Immanuel Kant is one of the greatest Western philosophers of all time. His work has had a profound influence on those thinkers that came after him in many different areas. One of the most important of these spheres is ethics, where he attempted to develop a metaphysic of morals.
In this sense, he did not wish to just determine what the correct and incorrect courses of action were, but to establish a theory that would serve to determine how one should act. He attempted to establish universal laws that would govern people’s behavior through reason. As such, he did not discuss the correct action that would result from a given set of circumstances, but set maxims that it was a duty for everybody to follow at all times.
This was a consequence of his tripartite division of sciences, modeled after the ancient Greeks: Physics, Ethics and Logic. The latter of these arrives at knowledge in a formal way. Furthermore, he defines physics as the material study of nature; ethics, on the other hand, would study freedom through material knowledge as well.

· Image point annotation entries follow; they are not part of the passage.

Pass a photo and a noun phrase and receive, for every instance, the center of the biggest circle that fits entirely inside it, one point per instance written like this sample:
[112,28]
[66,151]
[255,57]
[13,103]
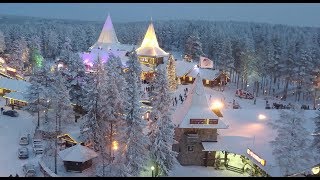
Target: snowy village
[158,98]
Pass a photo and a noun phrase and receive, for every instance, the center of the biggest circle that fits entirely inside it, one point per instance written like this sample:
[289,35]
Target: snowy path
[11,128]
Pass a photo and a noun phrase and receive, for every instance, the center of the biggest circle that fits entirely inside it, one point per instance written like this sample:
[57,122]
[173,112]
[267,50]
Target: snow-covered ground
[11,128]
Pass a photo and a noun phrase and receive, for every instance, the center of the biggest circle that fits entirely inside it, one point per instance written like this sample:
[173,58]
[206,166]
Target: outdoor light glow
[150,39]
[217,105]
[261,116]
[114,145]
[315,170]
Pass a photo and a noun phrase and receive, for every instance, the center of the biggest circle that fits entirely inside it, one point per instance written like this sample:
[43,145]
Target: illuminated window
[190,148]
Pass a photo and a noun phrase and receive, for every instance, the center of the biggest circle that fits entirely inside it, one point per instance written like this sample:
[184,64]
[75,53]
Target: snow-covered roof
[16,95]
[183,67]
[234,144]
[196,107]
[146,68]
[14,85]
[209,74]
[91,57]
[108,34]
[77,153]
[150,45]
[246,124]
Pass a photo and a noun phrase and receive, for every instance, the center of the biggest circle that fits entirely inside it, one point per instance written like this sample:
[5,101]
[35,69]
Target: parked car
[23,153]
[37,146]
[24,140]
[29,170]
[11,113]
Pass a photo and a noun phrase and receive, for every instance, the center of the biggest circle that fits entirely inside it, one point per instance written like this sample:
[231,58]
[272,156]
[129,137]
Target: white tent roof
[183,67]
[77,153]
[146,68]
[196,107]
[108,34]
[16,95]
[14,85]
[150,46]
[204,73]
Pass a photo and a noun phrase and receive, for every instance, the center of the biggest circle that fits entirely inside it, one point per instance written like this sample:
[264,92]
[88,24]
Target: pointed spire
[108,34]
[150,45]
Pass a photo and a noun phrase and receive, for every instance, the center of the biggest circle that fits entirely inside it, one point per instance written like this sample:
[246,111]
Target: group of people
[149,88]
[181,98]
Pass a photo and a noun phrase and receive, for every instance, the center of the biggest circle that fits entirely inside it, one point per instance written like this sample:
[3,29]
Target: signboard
[205,62]
[256,157]
[203,121]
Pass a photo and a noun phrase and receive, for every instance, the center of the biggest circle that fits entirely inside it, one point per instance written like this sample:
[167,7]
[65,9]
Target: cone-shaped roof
[108,34]
[150,46]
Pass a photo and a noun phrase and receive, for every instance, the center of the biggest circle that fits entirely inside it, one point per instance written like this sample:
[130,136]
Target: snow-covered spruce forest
[253,53]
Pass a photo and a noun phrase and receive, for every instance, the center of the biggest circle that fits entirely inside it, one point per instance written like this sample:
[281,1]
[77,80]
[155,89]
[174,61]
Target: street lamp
[262,117]
[217,105]
[152,169]
[114,148]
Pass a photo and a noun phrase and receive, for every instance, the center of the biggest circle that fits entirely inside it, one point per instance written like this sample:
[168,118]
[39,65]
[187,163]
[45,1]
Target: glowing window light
[114,145]
[315,170]
[11,69]
[217,105]
[256,157]
[261,116]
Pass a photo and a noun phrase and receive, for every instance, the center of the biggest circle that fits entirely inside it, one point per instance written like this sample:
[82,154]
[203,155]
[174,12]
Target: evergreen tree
[291,147]
[60,101]
[316,138]
[161,129]
[171,72]
[193,46]
[137,141]
[2,43]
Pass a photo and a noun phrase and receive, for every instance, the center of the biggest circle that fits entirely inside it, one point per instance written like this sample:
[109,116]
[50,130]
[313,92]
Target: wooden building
[210,77]
[149,52]
[14,91]
[198,124]
[77,158]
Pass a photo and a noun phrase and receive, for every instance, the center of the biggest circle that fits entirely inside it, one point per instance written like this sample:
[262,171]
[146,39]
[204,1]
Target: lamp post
[114,148]
[152,169]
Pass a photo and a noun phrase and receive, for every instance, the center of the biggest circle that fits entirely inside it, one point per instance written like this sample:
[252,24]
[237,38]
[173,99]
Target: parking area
[11,129]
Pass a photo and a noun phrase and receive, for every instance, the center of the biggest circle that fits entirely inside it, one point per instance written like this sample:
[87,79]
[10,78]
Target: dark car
[11,113]
[23,153]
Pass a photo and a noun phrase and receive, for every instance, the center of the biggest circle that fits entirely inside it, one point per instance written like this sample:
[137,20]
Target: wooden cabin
[77,158]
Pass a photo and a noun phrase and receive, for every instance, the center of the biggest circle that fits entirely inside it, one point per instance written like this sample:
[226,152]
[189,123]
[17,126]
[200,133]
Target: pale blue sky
[300,14]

In a further subdivision, both of these would have a twofold distinction as well, separating between the use of experience and the use of a priori principles in order to study precise objects of understanding. This latter would be metaphysics, which may be of morals or of nature. He found the important aspect here to be the human will. “For the metaphysic of morals has to examine the idea and the principles of a possible pure will, and not the acts and conditions of human volition generally, which for the most part are drawn from psychology” (Kant). In this sense, he believed that the individual pure will would be the universal way to determine whether one was behaving correctly or not.